Interesante y curioso

Las dudas del Supremo ponen en jaque el plan de Sánchez tras el estado de alarma

El decreto con el que el Gobierno quiere unificar las respuestas de las autonomías en la lucha contra el coronavirus ha suscitado un profundo malestar entre los magistrados del Alto Tribunal

La patata caliente que el Gobierno envió al Tribunal Supremo la semana pasada para resolver el vacío legal sobre limitación de derechos fundamentales, con el que una vez levantado el estado de alarma se han encontrado las comunidades autónomas, ha planteado un auténtico dilema en el seno del Alto Tribunal.

Fuentes de la Sala Tercera consultadas por ESdiario consideran “insostenible” que “en un marco jurídico de normalidad” se pueda “restringir la libertad de cientos de miles de personas”, aún “con autorización judicial”.

Ello no inclina precisamente la balanza hacia el planteamiento del Ejecutivo que el mismísimo ministro de Justicia, el exmagistrado Juan Carlos Campo, ha hecho suyo al defender el “recurso unificador” ante el Supremo y asegurar que las normas vigentes son suficientes para salvar el nuevo escenario.

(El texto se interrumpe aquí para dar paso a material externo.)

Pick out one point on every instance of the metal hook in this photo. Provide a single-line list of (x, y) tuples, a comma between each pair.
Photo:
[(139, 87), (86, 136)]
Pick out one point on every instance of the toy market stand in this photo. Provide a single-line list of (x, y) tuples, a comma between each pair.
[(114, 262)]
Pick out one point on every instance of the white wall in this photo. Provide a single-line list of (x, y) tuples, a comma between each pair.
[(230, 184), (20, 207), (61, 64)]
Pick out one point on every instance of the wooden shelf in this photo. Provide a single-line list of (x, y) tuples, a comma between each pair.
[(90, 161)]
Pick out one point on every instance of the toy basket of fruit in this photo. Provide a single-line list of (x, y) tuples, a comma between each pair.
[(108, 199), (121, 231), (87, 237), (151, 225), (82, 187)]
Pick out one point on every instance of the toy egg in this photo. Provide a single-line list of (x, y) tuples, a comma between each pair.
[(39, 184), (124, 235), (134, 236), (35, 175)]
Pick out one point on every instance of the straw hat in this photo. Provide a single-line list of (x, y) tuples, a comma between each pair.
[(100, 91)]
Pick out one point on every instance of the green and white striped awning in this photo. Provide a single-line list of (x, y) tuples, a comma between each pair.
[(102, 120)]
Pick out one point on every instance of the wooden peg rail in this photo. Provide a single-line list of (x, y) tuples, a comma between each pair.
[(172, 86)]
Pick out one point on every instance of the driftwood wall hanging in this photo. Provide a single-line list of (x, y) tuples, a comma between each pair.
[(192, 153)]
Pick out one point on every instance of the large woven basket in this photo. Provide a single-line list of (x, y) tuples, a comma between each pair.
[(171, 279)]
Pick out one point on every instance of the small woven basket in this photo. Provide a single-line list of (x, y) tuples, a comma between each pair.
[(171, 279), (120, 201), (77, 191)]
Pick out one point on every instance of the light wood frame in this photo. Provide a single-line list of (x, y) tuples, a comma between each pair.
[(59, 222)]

En el Supremo no acaban de ver con claridad que, como aseguró Campo este lunes, el actual escenario jurídico ofrezca todo un “arsenal normativo” suficiente para amparar restricciones de derechos fundamentales de ámbito autonómico. Tampoco que “el sistema vigente” sea “suficiente” para avalar medidas regionales concretas y que éstas puedan hacerse “extensibles”, sin más, al resto de territorios.

En especial teniendo en cuenta las discrepancias entre las resoluciones de los diferentes Tribunales Superiores de Justicia de cada autonomía que ya han trascendido. El Alto Tribunal se prepara para una deliberación complicada sumido en un profundo malestar.

Malestar con el “despropósito”

La maniobra del Gobierno suscitó la semana pasada profundas críticas entre los miembros del Supremo. “Es un despropósito. El Supremo no es un órgano asesor en materia sanitaria, mucho menos legislador y, desde luego, lo que no podrá hacer nunca es validar la restricción indiscriminada de derechos fundamentales que la Constitución reserva a las leyes orgánicas y los mecanismos excepcionales como los estados de alarma, excepción y sitio”, aseguraron a este periódico fuentes próximas al Alto Tribunal horas después de conocerse el contenido del decreto ministerial.

Además, los miembros de la máxima instancia judicial en España no sólo se han cuestionado la idoneidad y validez del cambio legal ‘exprés’ aprobado por el Ejecutivo -con el que se le otorga la misión de fijar criterios generales para limitar derechos fundamentales en la lucha contra la pandemia-, sino que han llegado a manifestar que sus resoluciones podrían no garantizar unos criterios claros sobre las medidas que las comunidades autónomas pueden imponer a los ciudadanos, una vez levantado el estado de alarma.

No en vano, en un informe interno el Gabinete Técnico del Alto Tribunal advirtió de cómo la resolución de los futuros y eventuales recursos -que en sí mismos suscitan serias dudas técnicas de fondo a los magistrados- no aseguran, como pretende la reforma legal del Ejecutivo socialista, una “fijación de doctrina” común aplicable de manera “generalizada” a toda la población.

La “inevitable” reforma legal

En un Estado de Derecho donde “la Constitución como norma jurídica y suprema de la voluntad universal del pueblo soberano” reserva la potestad de “suspender el ejercicio de derechos y libertades fundamentales” al Parlamento -“a través de una ley orgánica específica” o “por la vía excepcional del estado de alarma”- no parece “comprensible” que el Gobierno “haya renunciado a sus funciones ordinarias de creación normativa” para delegarlas en el Judicial al que “corresponde el control posterior de su legalidad o constitucionalidad”, señala el profesor de Derecho Constitucional Daniel Berzosa a ESdiario.

Por ello, tanto Berzosa como otros expertos consultados por este diario consideran “inevitable” que ante el posible apagón del Supremo a las pretensiones del Gobierno, éste no tenga más remedio que retomar el estado de alarma para aquellos territorios que lo soliciten a Moncloa; o bien “abordar una reforma legal a la que se comprometió” para dotar de mecanismos suficientes a los entes autonómicos en plena lucha contra la pandemia.

Algo que, inicialmente, descartan de plano desde el Gobierno. El ministro de Justicia, Juan Carlos Campo, fue el encargado de asegurar que “no hay necesidad ninguna de hacerlo” por lo que “el Ejecutivo no se plantea un cambio normativo ahora”.

Sin embargo, horas más tarde era el ministro de Política Territorial, Miquel Iceta, quien señalaba que, de fracasar el plan del Supremo, “habría que ver si corresponde tomar alguna reforma legislativa”.